Lifespan Lifespan is a very important design criteria, as the design needs to have a long lifespan and maintenance should also be a fast process but last a long time. The longer the lifespan and the cheaper the maintenance the better for the communities. If the design has a lifespan of 10 years or more and a maintenance routine of 5 years or more it will receive maximum rating, but if the design does not comply to the previous requirements it will receive a minimum rating (Marco A. Bruni, Dorothee Spuhler 2018).

Climate Cambodia has a significant monsoon climate which are the dry season is from November to May and the wet season is from May to October (GEOGRAPHY AND CLIMATE, 2018). Two different seasons will cause the river level rise and fall. The river surface will be much wider during the rainy season and will affect the difficulty in designing equipment. Therefore, the river level in different seasons will affect the filtration equipment. Moreover, the leaves in the river will also block the filtration equipment as the seasons change. Thus, the filter device needs to be easily cleaned and free from changes in river level.

Filtration equipment should be adapted to the local climate and function properly in any season and can continue to provide local villagers with stable filtered water resources. 3.5. Training In Cambodia, 80% of the people are farmers and they have not received a good education (Cambodian Farmers Find Reasons to Stay on the Land 2017). Therefore, guidance and training on filtration equipment should be provided. The local villagers should be instructed on the basic principles and maintenance methods of the filtration system, and the equipment should be managed by a special person to complete the training in a short time. And should teach everyone the correct and safe way to use filtration equipment.

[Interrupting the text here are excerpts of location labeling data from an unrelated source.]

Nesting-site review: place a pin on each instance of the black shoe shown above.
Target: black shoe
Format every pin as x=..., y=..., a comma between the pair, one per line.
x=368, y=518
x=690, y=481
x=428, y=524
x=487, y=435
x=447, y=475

Cost The cost of the filtering system is a constraint when implementing the project. First, Cambodia’s average annual income is just KHR 1,428,610 or AUD 481.8 in 2013. Thus, there is a lack of money to buy and build filtration equipment. Another limiting factor is to minimize the maintenance and repair costs of the filtration system. If materials are not available locally, we must scrutinize the cost of transporting them. Based on it, the materials to build the filter should be as cheap as possible and sold at a price that all villagers can afford.

The Inconvenience of Construction When water filtration systems are built, and pipelines are laid, it is inevitable that they will avoid farmland and even alter the structure of houses. This will affect the normal daily life of villagers as well as some inconveniences in life. Therefore, it becomes a difficult problem to find a proper way to solve the impact on villagers’ daily life during construction. If can effectively and reasonably plan the construction time, it will be a good solution, such as when people go out to work, they can build their houses. However, noise, messy construction scenes and inconveniences caused by traffic might not be well resolved.